Dynamic Programming (DP) Table Calculation (solve function):

  1. The algorithm fills the dp table iteratively. It starts by considering all possible substrings of the RNA sequence that are at least 5 characters long (since a pair must be separated by at least one character to prevent overlapping).
  2. For each substring, it calculates the maximum number of pairs by trying all possible splits where the ends of the substring can form a pair, updating the dp value for that substring if a better solution (more pairs) is found.
  3. The decision (which index is paired with the last character of the substring to form the optimal solution) is stored in the mp map.

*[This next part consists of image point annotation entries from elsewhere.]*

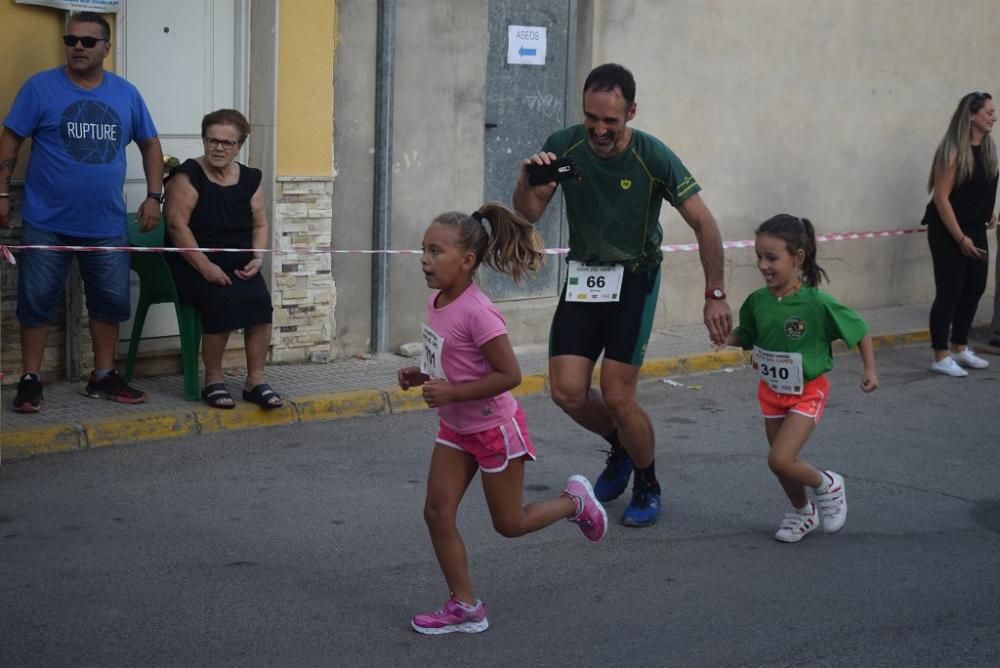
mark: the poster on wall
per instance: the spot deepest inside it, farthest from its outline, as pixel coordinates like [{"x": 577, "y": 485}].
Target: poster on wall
[
  {"x": 526, "y": 45},
  {"x": 101, "y": 6}
]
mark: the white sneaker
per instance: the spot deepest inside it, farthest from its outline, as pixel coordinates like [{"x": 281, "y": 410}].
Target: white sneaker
[
  {"x": 949, "y": 367},
  {"x": 795, "y": 525},
  {"x": 833, "y": 504},
  {"x": 970, "y": 360}
]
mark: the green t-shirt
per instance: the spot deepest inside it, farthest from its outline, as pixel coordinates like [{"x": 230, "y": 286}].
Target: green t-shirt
[
  {"x": 805, "y": 322},
  {"x": 614, "y": 208}
]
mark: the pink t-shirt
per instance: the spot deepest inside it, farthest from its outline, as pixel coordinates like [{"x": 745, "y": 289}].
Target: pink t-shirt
[{"x": 464, "y": 326}]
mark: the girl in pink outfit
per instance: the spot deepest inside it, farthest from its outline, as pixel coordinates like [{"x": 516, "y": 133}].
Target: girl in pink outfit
[{"x": 467, "y": 371}]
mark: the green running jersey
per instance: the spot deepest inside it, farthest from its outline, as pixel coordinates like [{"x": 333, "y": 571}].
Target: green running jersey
[
  {"x": 613, "y": 210},
  {"x": 805, "y": 322}
]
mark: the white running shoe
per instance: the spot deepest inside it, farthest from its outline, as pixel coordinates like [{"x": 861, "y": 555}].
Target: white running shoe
[
  {"x": 949, "y": 367},
  {"x": 833, "y": 504},
  {"x": 970, "y": 360},
  {"x": 795, "y": 525}
]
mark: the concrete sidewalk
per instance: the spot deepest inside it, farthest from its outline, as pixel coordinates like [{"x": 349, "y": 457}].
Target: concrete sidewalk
[{"x": 340, "y": 389}]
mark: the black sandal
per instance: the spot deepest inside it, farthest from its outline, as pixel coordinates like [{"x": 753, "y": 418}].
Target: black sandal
[
  {"x": 263, "y": 396},
  {"x": 216, "y": 394}
]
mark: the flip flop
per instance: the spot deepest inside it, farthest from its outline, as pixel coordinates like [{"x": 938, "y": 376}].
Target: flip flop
[
  {"x": 216, "y": 394},
  {"x": 263, "y": 396}
]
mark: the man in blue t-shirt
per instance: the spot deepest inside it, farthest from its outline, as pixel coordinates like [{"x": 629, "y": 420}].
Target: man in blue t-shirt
[{"x": 80, "y": 118}]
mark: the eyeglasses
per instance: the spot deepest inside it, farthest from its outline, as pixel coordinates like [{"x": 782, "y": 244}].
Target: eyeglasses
[
  {"x": 88, "y": 42},
  {"x": 227, "y": 144}
]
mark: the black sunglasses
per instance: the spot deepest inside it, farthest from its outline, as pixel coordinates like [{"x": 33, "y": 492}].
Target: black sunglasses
[{"x": 88, "y": 42}]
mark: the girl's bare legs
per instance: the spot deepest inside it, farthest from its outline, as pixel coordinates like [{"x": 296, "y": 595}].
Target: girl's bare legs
[
  {"x": 787, "y": 436},
  {"x": 504, "y": 495},
  {"x": 451, "y": 472}
]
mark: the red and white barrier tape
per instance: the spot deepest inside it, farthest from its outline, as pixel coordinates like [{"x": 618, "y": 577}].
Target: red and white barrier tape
[{"x": 8, "y": 257}]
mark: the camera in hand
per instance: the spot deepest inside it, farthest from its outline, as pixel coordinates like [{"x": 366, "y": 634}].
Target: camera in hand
[{"x": 559, "y": 170}]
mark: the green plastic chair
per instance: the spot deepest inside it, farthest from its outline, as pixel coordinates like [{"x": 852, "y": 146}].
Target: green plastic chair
[{"x": 156, "y": 286}]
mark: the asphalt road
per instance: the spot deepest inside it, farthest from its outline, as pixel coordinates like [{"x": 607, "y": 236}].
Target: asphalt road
[{"x": 305, "y": 545}]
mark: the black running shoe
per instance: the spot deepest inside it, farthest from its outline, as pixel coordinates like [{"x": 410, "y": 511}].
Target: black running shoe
[
  {"x": 29, "y": 394},
  {"x": 113, "y": 387}
]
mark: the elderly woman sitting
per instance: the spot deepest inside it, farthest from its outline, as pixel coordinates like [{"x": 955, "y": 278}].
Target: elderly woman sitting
[{"x": 213, "y": 201}]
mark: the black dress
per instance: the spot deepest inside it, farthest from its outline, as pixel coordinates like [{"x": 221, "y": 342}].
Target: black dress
[{"x": 222, "y": 219}]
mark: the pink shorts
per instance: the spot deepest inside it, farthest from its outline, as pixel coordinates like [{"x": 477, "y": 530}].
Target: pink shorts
[
  {"x": 493, "y": 448},
  {"x": 810, "y": 403}
]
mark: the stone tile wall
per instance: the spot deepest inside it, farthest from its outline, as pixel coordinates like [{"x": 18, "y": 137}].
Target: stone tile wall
[{"x": 302, "y": 286}]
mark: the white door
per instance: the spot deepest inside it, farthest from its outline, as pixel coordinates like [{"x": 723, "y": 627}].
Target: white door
[{"x": 187, "y": 58}]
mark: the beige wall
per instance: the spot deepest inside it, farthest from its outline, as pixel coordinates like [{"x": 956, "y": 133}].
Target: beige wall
[
  {"x": 829, "y": 109},
  {"x": 305, "y": 92}
]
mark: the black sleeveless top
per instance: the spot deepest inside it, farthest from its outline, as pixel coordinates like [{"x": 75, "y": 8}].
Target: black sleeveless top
[
  {"x": 222, "y": 216},
  {"x": 972, "y": 200}
]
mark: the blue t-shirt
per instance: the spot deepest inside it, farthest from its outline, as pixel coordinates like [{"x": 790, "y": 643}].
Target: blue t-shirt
[{"x": 76, "y": 172}]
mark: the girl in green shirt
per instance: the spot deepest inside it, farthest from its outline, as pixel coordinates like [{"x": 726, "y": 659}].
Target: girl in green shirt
[{"x": 790, "y": 325}]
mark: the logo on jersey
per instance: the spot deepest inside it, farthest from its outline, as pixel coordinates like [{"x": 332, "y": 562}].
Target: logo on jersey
[
  {"x": 795, "y": 327},
  {"x": 91, "y": 132}
]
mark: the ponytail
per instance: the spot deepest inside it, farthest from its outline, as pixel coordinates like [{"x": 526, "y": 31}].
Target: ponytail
[{"x": 511, "y": 245}]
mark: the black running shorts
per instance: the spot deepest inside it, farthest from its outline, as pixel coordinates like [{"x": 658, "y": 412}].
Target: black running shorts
[{"x": 621, "y": 329}]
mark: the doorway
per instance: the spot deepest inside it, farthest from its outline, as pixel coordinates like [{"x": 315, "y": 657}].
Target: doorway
[
  {"x": 187, "y": 58},
  {"x": 525, "y": 103}
]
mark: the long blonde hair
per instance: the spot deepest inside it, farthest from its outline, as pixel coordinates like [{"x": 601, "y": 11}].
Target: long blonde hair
[
  {"x": 956, "y": 146},
  {"x": 511, "y": 246}
]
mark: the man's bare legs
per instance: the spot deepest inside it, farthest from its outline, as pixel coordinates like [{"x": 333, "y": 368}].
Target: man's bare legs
[{"x": 615, "y": 414}]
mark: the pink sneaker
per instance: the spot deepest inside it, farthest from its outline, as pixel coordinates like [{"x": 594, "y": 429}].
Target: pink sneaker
[
  {"x": 455, "y": 616},
  {"x": 590, "y": 513}
]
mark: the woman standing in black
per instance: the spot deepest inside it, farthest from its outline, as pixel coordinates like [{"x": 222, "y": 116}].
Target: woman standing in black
[
  {"x": 963, "y": 185},
  {"x": 215, "y": 202}
]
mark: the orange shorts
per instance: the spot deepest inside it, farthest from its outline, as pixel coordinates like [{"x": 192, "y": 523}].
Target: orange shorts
[{"x": 810, "y": 403}]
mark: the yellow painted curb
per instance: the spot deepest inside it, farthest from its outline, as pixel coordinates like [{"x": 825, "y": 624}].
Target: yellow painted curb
[
  {"x": 713, "y": 361},
  {"x": 661, "y": 366},
  {"x": 23, "y": 443},
  {"x": 892, "y": 340},
  {"x": 352, "y": 403},
  {"x": 401, "y": 401},
  {"x": 243, "y": 416},
  {"x": 147, "y": 427}
]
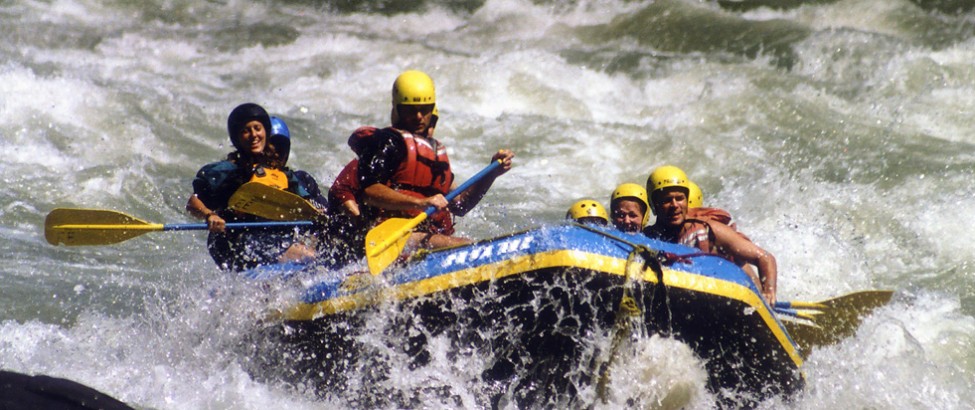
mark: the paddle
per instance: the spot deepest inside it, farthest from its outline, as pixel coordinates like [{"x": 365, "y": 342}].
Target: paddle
[
  {"x": 271, "y": 203},
  {"x": 75, "y": 227},
  {"x": 385, "y": 242},
  {"x": 827, "y": 322}
]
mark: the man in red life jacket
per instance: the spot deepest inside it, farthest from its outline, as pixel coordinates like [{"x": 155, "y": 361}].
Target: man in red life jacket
[
  {"x": 669, "y": 189},
  {"x": 402, "y": 169},
  {"x": 697, "y": 210}
]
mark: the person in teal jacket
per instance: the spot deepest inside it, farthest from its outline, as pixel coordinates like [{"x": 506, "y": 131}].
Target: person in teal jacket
[{"x": 258, "y": 157}]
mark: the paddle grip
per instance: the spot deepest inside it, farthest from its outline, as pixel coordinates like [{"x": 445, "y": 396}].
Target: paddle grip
[
  {"x": 467, "y": 184},
  {"x": 238, "y": 225}
]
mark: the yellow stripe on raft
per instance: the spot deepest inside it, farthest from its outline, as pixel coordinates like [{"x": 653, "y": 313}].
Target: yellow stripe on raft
[{"x": 527, "y": 263}]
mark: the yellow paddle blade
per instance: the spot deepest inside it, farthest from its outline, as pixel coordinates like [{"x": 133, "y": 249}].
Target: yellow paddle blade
[
  {"x": 385, "y": 242},
  {"x": 838, "y": 318},
  {"x": 271, "y": 203},
  {"x": 77, "y": 227}
]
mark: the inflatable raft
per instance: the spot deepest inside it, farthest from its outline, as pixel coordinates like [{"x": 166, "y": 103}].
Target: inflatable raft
[{"x": 542, "y": 304}]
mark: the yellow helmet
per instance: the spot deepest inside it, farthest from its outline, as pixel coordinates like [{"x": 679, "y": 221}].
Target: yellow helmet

Base Pair Identification (makePairs function):

  1. Once the dp table is fully computed, the makePairs function uses the decisions stored in the mp map to reconstruct the actual pairs by backtracking from the full sequence down to the smallest substrings.
  2. The resulting pairs are stored in the vector bond_index, which can then be used to determine which bases are paired in the optimal solution.

Result Output:

  1. After executing makePairs, the program prints the number of base pairs and the indices of the paired bases in the RNA sequence.

Time Complexity: O(n³)
Space Complexity: O(n²)

  1. From the table we can observe that The time taken for the computations increases non-linearly with respect to the input length. This is expected given the time complexity of O(n³), which was previously discussed.
  2. The increase in time becomes significantly more pronounced as the input length grows. For instance, the time jumps from 1184ms for a length of 50 to 10233ms for a length of 100, almost a tenfold increase for a twofold increase in length.
  3. The algorithm becomes impractical for very large inputs, as seen with the length of 3000 taking over 15 million milliseconds (more than 4 hours).
  4. The graph shows a curve that suggests a polynomial trend, consistent with the cubic time complexity of the algorithm. The steepness of the curve at larger values of 'n' (input size) indicates a growth pattern that surpasses quadratic growth, which aligns with the O(n³) expected behavior.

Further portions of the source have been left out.